如何设计scalable 的系统 (转载)
Design a Scalable System
Design a system that scales to millions of users (AWS based)
Step 1: Outline use cases and constraints
Gather requirements and scope the problem. Ask questions to clarify use cases and constraints. Discuss assumptions.
Use cases
Solving this problem takes an iterative approach of:
1) Benchmark/Load Test
2) Profile for bottlenecks
3) address bottlenecks while evaluating alternatives and trade-offs, and
4) repeat, which is good pattern for evolving basic designs to scalable designs.
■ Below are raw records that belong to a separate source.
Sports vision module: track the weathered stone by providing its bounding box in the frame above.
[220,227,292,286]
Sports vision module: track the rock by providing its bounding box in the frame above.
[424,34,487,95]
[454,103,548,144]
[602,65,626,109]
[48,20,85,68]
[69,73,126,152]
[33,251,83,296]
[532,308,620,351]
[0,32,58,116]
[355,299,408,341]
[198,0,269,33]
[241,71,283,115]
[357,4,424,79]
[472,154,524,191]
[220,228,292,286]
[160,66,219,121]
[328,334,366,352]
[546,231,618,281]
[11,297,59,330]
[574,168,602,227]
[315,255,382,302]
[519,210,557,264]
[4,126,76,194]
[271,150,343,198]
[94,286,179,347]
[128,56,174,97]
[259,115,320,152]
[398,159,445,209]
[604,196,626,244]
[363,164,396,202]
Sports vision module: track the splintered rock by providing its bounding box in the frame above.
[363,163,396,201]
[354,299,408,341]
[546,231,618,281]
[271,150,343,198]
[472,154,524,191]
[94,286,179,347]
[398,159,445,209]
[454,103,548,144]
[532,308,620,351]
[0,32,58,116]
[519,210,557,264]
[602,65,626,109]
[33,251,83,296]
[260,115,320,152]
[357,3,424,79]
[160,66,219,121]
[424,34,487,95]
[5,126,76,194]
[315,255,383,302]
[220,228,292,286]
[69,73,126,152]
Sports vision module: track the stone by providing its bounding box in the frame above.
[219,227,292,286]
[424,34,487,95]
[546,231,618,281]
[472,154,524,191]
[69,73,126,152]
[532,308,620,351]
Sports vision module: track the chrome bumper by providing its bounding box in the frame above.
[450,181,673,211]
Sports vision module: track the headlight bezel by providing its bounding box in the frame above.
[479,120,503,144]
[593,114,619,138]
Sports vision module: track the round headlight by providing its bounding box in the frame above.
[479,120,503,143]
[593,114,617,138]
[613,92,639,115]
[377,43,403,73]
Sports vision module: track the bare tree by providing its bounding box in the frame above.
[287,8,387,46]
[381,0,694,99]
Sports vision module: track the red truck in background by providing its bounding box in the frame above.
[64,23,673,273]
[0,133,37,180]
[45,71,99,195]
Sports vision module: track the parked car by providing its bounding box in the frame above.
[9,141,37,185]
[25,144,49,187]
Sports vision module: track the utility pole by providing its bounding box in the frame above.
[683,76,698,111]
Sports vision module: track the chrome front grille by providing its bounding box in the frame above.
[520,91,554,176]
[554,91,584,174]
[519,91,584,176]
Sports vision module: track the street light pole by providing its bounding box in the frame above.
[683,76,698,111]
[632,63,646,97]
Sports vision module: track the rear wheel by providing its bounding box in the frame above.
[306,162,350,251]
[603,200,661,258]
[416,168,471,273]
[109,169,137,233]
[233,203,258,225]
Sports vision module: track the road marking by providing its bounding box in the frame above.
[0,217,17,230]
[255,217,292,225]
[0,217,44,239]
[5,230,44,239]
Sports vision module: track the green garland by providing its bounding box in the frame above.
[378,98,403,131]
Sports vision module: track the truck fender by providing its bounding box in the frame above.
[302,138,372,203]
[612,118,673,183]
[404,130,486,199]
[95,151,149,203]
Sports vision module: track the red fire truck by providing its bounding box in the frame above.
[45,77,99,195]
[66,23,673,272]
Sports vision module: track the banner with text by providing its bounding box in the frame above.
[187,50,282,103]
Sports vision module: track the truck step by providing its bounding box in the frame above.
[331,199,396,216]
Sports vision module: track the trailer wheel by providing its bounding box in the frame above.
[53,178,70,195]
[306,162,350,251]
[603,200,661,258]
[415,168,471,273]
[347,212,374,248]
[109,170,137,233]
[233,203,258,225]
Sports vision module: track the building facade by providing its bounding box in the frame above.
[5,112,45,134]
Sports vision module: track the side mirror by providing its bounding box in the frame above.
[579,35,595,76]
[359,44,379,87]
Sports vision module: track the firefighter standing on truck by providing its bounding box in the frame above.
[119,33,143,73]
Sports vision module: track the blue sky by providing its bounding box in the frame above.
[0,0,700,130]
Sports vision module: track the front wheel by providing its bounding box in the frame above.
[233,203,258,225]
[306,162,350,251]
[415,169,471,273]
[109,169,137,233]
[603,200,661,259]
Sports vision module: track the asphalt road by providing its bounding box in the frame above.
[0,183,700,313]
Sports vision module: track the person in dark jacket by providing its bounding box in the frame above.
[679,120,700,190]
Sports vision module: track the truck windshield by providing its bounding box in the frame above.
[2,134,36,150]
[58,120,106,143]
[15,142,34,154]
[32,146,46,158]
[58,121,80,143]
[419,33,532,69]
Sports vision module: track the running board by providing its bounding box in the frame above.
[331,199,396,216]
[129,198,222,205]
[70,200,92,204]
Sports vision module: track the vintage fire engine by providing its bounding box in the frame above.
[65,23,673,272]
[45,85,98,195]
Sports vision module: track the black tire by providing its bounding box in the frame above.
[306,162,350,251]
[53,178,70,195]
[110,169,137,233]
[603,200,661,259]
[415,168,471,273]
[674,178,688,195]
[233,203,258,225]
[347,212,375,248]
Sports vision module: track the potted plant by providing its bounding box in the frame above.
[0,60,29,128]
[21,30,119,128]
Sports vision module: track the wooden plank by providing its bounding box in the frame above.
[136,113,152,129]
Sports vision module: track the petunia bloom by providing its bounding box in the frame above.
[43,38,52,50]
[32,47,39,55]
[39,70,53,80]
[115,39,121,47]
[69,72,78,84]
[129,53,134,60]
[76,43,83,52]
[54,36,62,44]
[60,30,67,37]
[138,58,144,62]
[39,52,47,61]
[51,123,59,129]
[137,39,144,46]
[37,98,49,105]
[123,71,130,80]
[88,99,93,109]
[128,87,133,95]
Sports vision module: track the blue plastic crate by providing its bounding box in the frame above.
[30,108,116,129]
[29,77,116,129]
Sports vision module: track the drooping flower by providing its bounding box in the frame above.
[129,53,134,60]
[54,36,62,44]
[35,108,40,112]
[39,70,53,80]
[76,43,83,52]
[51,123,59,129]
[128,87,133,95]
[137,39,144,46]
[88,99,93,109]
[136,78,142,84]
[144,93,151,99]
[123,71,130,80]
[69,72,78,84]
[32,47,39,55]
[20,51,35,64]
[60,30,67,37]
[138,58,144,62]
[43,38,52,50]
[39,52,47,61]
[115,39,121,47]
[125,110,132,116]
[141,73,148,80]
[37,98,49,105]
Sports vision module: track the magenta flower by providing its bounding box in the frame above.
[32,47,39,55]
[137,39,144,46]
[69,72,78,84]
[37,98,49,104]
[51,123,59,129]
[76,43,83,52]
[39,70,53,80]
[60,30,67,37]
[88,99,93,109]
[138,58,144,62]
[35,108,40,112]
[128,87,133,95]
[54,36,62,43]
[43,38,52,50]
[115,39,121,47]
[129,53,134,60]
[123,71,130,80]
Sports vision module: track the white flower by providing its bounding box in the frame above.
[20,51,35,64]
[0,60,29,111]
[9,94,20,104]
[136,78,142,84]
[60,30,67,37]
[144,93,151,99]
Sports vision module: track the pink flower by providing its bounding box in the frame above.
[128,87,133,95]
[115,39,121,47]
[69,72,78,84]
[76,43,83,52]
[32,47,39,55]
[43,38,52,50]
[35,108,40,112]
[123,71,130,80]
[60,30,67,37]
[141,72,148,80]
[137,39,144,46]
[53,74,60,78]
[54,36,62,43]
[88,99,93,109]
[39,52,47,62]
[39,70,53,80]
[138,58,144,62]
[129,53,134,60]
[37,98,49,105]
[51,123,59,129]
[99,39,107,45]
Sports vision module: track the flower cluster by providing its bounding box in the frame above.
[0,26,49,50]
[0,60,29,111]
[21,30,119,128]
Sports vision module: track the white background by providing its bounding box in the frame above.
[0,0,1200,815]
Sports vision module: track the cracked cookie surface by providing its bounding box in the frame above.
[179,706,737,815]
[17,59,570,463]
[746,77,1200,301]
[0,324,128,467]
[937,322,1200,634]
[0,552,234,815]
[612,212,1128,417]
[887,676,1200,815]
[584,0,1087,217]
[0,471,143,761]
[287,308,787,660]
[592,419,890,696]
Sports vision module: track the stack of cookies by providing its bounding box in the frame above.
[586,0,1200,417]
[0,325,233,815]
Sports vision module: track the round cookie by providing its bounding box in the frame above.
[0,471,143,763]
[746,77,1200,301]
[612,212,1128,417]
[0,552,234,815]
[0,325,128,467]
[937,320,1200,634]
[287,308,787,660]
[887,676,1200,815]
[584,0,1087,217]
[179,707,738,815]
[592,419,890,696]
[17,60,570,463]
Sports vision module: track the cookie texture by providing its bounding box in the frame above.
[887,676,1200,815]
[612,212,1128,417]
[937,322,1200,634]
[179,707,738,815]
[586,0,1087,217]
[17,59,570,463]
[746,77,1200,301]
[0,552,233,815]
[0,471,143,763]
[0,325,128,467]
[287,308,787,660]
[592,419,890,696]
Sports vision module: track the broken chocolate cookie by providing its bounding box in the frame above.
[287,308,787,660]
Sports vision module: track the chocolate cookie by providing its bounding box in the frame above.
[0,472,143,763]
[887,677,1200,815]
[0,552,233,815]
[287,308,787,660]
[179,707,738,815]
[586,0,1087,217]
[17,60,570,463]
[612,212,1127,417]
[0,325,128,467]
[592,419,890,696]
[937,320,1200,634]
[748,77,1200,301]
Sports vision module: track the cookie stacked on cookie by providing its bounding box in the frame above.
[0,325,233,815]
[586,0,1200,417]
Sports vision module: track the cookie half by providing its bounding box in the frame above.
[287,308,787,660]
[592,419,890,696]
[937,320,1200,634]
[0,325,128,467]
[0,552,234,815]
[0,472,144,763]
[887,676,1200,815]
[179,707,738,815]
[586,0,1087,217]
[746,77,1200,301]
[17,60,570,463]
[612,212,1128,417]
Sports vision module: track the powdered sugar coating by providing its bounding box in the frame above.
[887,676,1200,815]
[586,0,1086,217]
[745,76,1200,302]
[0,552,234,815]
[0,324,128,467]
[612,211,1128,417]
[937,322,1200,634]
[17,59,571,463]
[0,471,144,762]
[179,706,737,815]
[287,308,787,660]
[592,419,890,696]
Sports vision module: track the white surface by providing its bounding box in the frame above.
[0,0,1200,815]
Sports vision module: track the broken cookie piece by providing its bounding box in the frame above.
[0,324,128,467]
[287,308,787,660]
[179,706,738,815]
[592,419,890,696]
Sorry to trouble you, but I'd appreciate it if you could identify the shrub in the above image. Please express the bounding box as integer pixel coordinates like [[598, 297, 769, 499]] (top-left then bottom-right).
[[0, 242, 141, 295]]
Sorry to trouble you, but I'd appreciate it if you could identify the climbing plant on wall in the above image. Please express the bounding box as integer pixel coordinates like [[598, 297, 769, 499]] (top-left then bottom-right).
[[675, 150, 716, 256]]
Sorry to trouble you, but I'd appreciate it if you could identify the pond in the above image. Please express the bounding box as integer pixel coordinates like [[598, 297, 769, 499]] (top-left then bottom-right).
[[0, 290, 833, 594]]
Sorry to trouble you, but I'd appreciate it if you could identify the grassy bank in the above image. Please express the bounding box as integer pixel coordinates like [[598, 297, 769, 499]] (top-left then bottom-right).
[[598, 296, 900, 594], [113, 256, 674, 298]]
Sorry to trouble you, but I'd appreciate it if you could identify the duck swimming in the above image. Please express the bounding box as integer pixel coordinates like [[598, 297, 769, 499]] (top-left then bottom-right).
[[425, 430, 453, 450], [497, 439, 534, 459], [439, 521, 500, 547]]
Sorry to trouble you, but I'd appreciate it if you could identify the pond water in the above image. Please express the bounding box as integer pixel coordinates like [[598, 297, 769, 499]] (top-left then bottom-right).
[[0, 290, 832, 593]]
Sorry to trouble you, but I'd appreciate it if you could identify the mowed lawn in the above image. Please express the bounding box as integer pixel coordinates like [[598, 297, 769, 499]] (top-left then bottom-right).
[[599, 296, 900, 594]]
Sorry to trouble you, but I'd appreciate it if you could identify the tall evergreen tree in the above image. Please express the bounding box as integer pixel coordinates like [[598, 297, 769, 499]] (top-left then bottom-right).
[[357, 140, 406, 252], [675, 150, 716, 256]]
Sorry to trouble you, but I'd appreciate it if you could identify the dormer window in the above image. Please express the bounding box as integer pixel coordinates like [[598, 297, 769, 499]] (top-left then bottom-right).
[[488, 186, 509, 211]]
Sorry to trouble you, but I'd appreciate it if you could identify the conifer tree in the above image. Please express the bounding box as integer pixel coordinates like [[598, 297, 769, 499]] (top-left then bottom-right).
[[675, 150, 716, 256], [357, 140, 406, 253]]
Unless you have a background in AWS or are applying for a position that requires AWS knowledge, AWS-specific details are not a requirement. However, much of the principles discussed in this exercise can apply more generally outside of the AWS ecosystem.
We'll scope the problem to handle only the following use cases
- User makes a read or write request
- Service does processing, stores user data, then returns the results
- Service needs to evolve from serving a small amount of users to millions of users
- Discuss general scaling patterns as we evolve an architecture to handle a large number of users and requests
- Service has high availability
Constraints and assumptions
State assumptions
- Traffic is not evenly distributed
- Need for relational data
- Scale from 1 user to tens of millions of users
- Denote increase of users as:
- Users+
- Users++
- Users+++
- ...
- 10 million users
- 1 billion writes per month
- 100 billion reads per month
- 100:1 read to write ratio
- 1 KB content per write
- Denote increase of users as:
Calculate usage
Clarify with your interviewer if you should run back-of-the-envelope usage calculations.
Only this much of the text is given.